Parasitology Laboratory, Faculty of Medicine, Federal University of Rio Grande, Rio Grande, Brazil.
Synthesi Department, Institute of Drug Technology, Oswaldo Cruz Foundation, Rio de Janeiro, Brazil.
Parasitol Res. 2024 Jun 19;123(6):246. doi: 10.1007/s00436-024-08272-4.

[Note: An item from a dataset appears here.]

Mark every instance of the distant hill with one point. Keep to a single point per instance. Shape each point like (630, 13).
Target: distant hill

Human toxocariasis is a neglected anthropozoonosis with global distribution. Treatment is based on the administration of anthelmintics; however, their effectiveness at the tissue level is low to moderate, necessitating the discovery of new drug candidates. Several groups of synthetic compounds, including coumarin derivatives, have demonstrated bioactivity against fungi, bacteria, and even parasites, such as Dactylogyrus intermedius, Leishmania major, and Plasmodium falciparum. The aim of this study was to evaluate the effect of ten coumarin-derived compounds against Toxocara canis larvae using in vitro, cytotoxicity, and in silico tests for selecting new drug candidates for preclinical tests aimed at evaluating the treatment of visceral toxocariasis. The compounds were tested in vitro in duplicate at a concentration of 1 mg/mL, and compounds with larvicidal activity were serially diluted to obtain concentrations of 0.5 mg/mL; 0.25 mg/mL; 0.125 mg/mL; and 0.05 mg/mL. The tests were performed in a microculture plate containing 100 T. canis larvae in RPMI-1640 medium. One compound (COU 9) was selected for cytotoxicity analysis using J774.A1 murine macrophages and it was found to be non-cytotoxic at any concentration tested. The in silico analysis was performed using computational models; the compound presented adequate results of oral bioavailability. To confirm the non-viability of the larvae, the contents of the microplate wells of COU 9 were inoculated intraperitoneally (IP) into female Swiss mice at 7-8 weeks of age. This confirmed the larvicidal activity of this compound. These results show that COU 9 exhibited larvicidal activity against T. canis larvae, which, after exposure to the compound, were non-viable, and that COU 9 inhibited infection in a murine model. In addition, COU 9 did not exhibit cytotoxicity and presented adequate bioavailability in silico, similar to albendazole, an anthelmintic, which is the first choice for treatment of human toxocariasis, supporting the potential for future investigations and preclinical tests on COU 9.
人体弓蛔虫病是一种具有全球分布的被忽视的人兽共患寄生虫病。治疗方法基于驱虫药物的使用;然而,它们在组织水平上的效果是低到中等的,这需要发现新的候选药物。包括香豆素衍生物在内的几组合成化合物已被证明对真菌、细菌甚至寄生虫具有生物活性,如中间指环虫、利什曼原虫和恶性疟原虫。本研究旨在评估十种香豆素衍生化合物对犬弓蛔虫幼虫的作用,采用体外、细胞毒性和计算方法筛选新的候选药物,用于评估治疗内脏弓蛔虫病的临床前试验。将化合物以 1mg/mL 的浓度进行两次重复的体外测试,具有杀幼虫活性的化合物进行连续稀释,以获得 0.5mg/mL;0.25mg/mL;0.125mg/mL;和 0.05mg/mL 的浓度。测试在含有 100 条犬弓蛔虫幼虫的 RPMI-1640 培养基的微量培养板中进行。选择一种化合物(COU 9)进行 J774.A1 鼠巨噬细胞的细胞毒性分析,结果发现该化合物在测试的任何浓度下均无细胞毒性。通过计算模型进行了计算机分析,该化合物表现出良好的口服生物利用度结果。为了确认幼虫的非存活状态,将微量培养板孔中的 COU 9 内容物接种到 7-8 周龄的雌性瑞士小鼠的腹腔内(IP)。这证实了该化合物对幼虫的杀幼虫活性。这些结果表明,COU 9 对犬弓蛔虫幼虫表现出杀幼虫活性,暴露于该化合物后,幼虫失去活力,并且 COU 9 抑制了小鼠模型中的感染。此外,COU 9 没有表现出细胞毒性,并且在计算机上具有足够的生物利用度,类似于阿苯达唑,这是治疗人类弓蛔虫病的首选药物,这支持了对 COU 9 进行未来调查和临床前测试的潜力。